The same broadcasters are returning this season to make a follow-up about the club defying the odds while the conflict over the region of Kashmir and Jammu rages on between India and Pakistan.
Robertson added: “The club is a focal point for the area because there hasn’t been professional football there before.
“The standard of player is good but because it’s a troubled state nobody had any interest in running a professional team.
“Everything is against us in Kashmir – some teams don’t want to come and play with us because of the security issues.
“One thing we lacked last season was a bit of experience and we’ve added that.
“Now we are almost there as such when it comes to trying to challenge – on paper we have a good team. Last season nobody knew about us, we were the unexpected package.

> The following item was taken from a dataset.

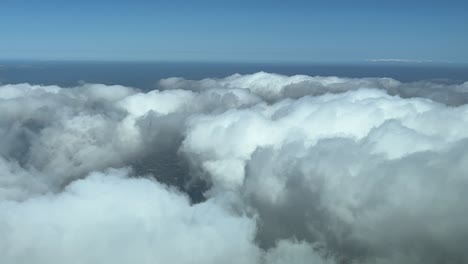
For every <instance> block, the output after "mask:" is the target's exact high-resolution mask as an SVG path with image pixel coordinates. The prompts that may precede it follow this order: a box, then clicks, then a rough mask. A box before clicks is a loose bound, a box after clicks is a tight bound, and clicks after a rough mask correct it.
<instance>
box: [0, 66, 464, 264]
mask: <svg viewBox="0 0 468 264" xmlns="http://www.w3.org/2000/svg"><path fill="white" fill-rule="evenodd" d="M467 92H468V84H467V83H458V84H453V83H441V82H430V81H424V82H414V83H401V82H398V81H396V80H393V79H389V78H362V79H351V78H338V77H310V76H303V75H300V76H291V77H288V76H283V75H277V74H269V73H264V72H261V73H257V74H253V75H238V74H237V75H233V76H229V77H226V78H222V79H204V80H200V81H193V80H185V79H182V78H169V79H164V80H161V81H160V82H159V90H154V91H149V92H142V91H140V90H138V89H134V88H129V87H124V86H105V85H100V84H82V85H80V86H78V87H73V88H61V87H58V86H34V85H29V84H16V85H4V86H0V135H1V138H2V139H1V140H0V234H3V235H2V237H1V238H0V254H1V255H2V256H4V258H3V259H4V261H6V262H5V263H30V262H31V261H34V262H35V263H63V262H67V263H102V262H112V263H133V262H135V261H136V262H142V263H154V262H175V263H219V262H229V261H231V262H232V263H369V264H370V263H382V264H383V263H411V264H412V263H463V262H467V261H468V255H467V254H466V252H465V251H466V250H465V248H464V245H466V244H468V229H467V227H466V224H465V220H466V218H467V217H468V207H467V205H466V203H465V202H464V201H466V199H467V198H468V197H467V194H466V191H465V190H466V188H467V187H468V178H467V177H466V175H468V174H467V172H468V166H466V164H468V160H467V159H468V152H467V149H468V132H467V130H466V126H467V123H468V118H467V117H468V105H467V104H466V103H467V100H468V97H467Z"/></svg>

“Now teams know all about us and they won’t enjoy playing us.”
One of Robertson’s key players is his son Mason and he admits he was concerned about bringing the former Peterhead defender to Kashmir.
“It is home for us really. I was concerned about Mason to start with,” he said.
“He’s lived in America and Aberdeen and was then swapping that for the back of beyond in India.
“I told him all the horror stories – but he’s loved it, he sits in the hotel all the time.
“Our family have come over to visit and his fiancee has come over from America to visit.
“Mason had opportunities to join other clubs, but Kashmir pushed the boat out to keep him.
“I’m delighted with that because him being there helps me.
“As a player Mason has improved a lot and I always knew he could do it.
“When he was playing part-time in Scotland it was difficult for him to get properly fit because of his body type.
“Training full-time he lost 20lbs before the start of the season and he’s probably one of the best players in the league.”